Structural uncertainty in the direct human forcing of future global burned area
Abstract. The first fire model intercomparison project (FIREMIP) gave rise to two distinct proposals around how best to improve the fire modules of dynamic global vegetation models. The first proposal was to develop representation of direct human impacts on burned area, particularly managed fire use in agriculture and other land management. The second proposal was to improve representation of the ecological dimensions of fire, including relationships of fuel load, connectivity, dryness and fire. Here, we present future projections from two models that have attempted to advance model representation and understanding of the human (WHAM-INFERNO) and ecological (Haas) dimensions of global fire regimes. The models project radically different future burned area for the same sets of scenario forcings. There is particularly strong disagreement regarding direct human impacts (or “direct human forcing”) of global burned area: differences in model assessment of the impact of direct human forcing is greater between models than between scenarios. We show how such structural uncertainty constrains understanding of climate change adaptation, including its limits and pitfalls. Differences in model outputs are largely traceable back to model assumptions. Hence, we argue that advances made by the two models could be combined in a future fire model that better captures the socio-economic and ecological drivers of burned area. We identify key challenges to the development of such integrated socio-ecological models, highlighting crucial uncertainties around how anthropogenic and biophysical factors interact to produce patterns of fuel fragmentation and hence fire spread. Overall, advancing understanding of the interactions between human and biophysical drivers of fire remains a central challenge in fire science.
This paper compares future burned area projections from two global fire models — WHAM-INFERNO (focused on socio-economic drivers) and the Haas GLM (focused on ecological drivers) — under SSP1-2.6 and SSP3-7.0, finding that the two models disagree radically on future burned area, particularly regarding the role of direct human forcing. The topic is timely and the comparison is a useful contribution. However, the generalizability is limited by reliance on a single ESM and only two SSPs, and the central claim lacks formal statistical support, together with some other minor issues. I recommend moderate revision.
Major Comments
1. Limited scenario and ESM diversity undermines generalizability. The study uses only two SSPs (SSP1-2.6 and SSP3-7.0) forced by a single Earth System Model (UKESM). The authors themselves acknowledge that UKESM projects unusually rapid change in the Amazon (lines 503–505). Using only one ESM makes it impossible to disentangle structural uncertainty in the fire models from forcing uncertainty. At minimum, a middle-of-the-road scenario (SSP2-4.5) and one additional ESM should be included, or the limitation needs much more detailed discussion with clear justification for why this was not done.

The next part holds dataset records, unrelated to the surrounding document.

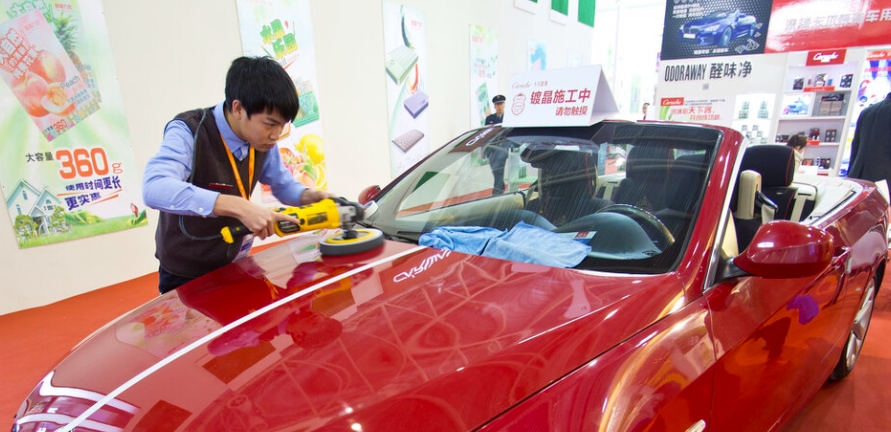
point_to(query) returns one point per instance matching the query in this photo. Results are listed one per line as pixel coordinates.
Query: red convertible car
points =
(618, 277)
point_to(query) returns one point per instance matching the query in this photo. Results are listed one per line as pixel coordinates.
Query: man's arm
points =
(284, 187)
(164, 185)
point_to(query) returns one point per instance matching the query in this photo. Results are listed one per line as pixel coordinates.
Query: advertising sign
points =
(559, 97)
(803, 25)
(716, 110)
(68, 166)
(483, 73)
(42, 76)
(405, 67)
(712, 28)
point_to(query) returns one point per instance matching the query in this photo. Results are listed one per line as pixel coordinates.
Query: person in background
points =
(798, 143)
(496, 118)
(208, 165)
(871, 146)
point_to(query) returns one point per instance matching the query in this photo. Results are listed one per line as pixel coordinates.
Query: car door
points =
(772, 337)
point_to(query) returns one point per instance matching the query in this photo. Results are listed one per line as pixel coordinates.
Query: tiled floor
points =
(32, 341)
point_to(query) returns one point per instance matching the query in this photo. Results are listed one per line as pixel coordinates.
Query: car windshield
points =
(630, 191)
(718, 14)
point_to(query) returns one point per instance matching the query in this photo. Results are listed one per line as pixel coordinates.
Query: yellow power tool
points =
(327, 213)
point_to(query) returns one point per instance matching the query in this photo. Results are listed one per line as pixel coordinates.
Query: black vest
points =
(191, 246)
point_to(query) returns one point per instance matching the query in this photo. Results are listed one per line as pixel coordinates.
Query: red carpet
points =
(33, 340)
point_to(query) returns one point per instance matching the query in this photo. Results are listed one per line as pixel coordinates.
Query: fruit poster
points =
(68, 170)
(405, 74)
(282, 29)
(42, 76)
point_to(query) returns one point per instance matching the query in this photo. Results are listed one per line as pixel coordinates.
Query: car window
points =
(629, 191)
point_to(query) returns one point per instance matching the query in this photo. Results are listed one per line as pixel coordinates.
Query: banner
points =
(282, 29)
(68, 166)
(713, 28)
(802, 25)
(483, 73)
(405, 66)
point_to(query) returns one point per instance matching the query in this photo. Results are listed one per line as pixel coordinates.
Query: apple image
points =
(48, 66)
(30, 91)
(56, 100)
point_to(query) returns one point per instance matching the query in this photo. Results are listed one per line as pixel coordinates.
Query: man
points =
(871, 146)
(209, 163)
(496, 118)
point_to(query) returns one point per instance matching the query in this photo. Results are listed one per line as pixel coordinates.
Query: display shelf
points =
(816, 102)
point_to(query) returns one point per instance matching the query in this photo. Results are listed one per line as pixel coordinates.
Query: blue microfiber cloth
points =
(523, 243)
(471, 240)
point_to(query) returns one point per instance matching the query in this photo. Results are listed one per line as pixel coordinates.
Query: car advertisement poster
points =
(483, 73)
(405, 71)
(42, 76)
(560, 97)
(282, 29)
(875, 85)
(714, 28)
(73, 175)
(803, 25)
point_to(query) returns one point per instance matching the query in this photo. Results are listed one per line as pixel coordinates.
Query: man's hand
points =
(257, 218)
(312, 195)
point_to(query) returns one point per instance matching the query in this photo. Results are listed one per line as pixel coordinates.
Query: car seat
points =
(776, 164)
(566, 184)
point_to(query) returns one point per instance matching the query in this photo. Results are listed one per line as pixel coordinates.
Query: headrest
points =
(646, 162)
(685, 178)
(775, 163)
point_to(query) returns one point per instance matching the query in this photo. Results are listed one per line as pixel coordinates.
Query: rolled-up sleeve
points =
(164, 185)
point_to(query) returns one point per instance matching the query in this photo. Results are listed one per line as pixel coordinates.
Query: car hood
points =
(399, 338)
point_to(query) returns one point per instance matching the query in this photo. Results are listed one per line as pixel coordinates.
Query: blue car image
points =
(718, 28)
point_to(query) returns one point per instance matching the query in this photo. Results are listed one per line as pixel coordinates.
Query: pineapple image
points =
(66, 29)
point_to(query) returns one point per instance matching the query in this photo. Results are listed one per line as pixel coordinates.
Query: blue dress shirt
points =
(164, 185)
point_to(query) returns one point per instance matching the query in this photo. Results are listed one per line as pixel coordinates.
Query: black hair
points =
(797, 141)
(261, 84)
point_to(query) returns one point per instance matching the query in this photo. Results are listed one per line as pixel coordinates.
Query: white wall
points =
(172, 55)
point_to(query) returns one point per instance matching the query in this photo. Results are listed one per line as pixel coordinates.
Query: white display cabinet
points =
(816, 101)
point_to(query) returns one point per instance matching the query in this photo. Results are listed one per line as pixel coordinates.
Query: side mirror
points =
(786, 249)
(368, 194)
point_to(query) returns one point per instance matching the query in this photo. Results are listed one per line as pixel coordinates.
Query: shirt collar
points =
(237, 146)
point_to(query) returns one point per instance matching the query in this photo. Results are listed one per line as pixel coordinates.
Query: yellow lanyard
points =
(235, 169)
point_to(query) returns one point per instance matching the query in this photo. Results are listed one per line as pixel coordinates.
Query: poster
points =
(405, 71)
(282, 29)
(712, 28)
(536, 55)
(874, 86)
(483, 73)
(802, 25)
(69, 172)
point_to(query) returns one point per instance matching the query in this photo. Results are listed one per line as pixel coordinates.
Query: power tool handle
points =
(229, 233)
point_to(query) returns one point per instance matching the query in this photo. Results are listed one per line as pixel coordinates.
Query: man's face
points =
(261, 130)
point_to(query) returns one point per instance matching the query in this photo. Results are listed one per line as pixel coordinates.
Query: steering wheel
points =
(657, 231)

2. The "direct human forcing" experiment design conflates multiple effects. The 2020 DHF runs hold cropland constant but allow natural vegetation to change transiently (lines 213–215). This is a reasonable pragmatic choice, but it means the DHF signal includes interactions between fixed human land use and dynamically changing natural vegetation. The paper does not adequately discuss how this confounding affects interpretation. A sensitivity test, or at least a thorough discussion of this issue, is needed.
3. No formal uncertainty quantification or statistical testing of inter-model differences. The paper's central claim — that inter-model disagreement on direct human forcing exceeds inter-scenario disagreement — is supported only by comparing Pearson correlation coefficients (e.g., r = 0.35 between models vs. r = 0.52 within WHAM-INFERNO across SSPs; lines 357–360). No confidence intervals, significance tests, or formal uncertainty decomposition are provided. Given that this is the paper's headline finding, more rigorous statistical support is essential.
Minor Comments
4. Lines 341–348: The IAV comparison finds that WHAM-INFERNO underestimates and the Haas model overestimates IAV relative to GFED5. However, the Haas model's IAV is substantially higher in SSP1 (61.8 Mha) than in SSP3 (40.8 Mha), which is counterintuitive — shouldn't stronger climate forcing produce higher IAV? This deserves explanation.
5. Line 171: Typo — "Mangeon et al., 20216" should be "Mangeon et al., 2016."
6. Lines 475–483: The discussion of anthropogenic fragmentation is framed almost entirely in terms of fire spread mechanics. However, the motivation for better representing fragmentation in fire models should also be grounded in its demonstrated ecological importance — for example, anthropogenic fragmentation significantly impacts biodiversity (https://doi.org/10.1111/brv.12519) and animal behavioral adaptation (https://doi.org/10.1002/ece3.71721).
7. Lines 232–238: The comparison of IAV between model outputs for 2020–2029 and GFED5 observations for 2011–2020 is acknowledged as indirect, but the decade shift also implies different climate baselines. This issue should be stated more explicitly.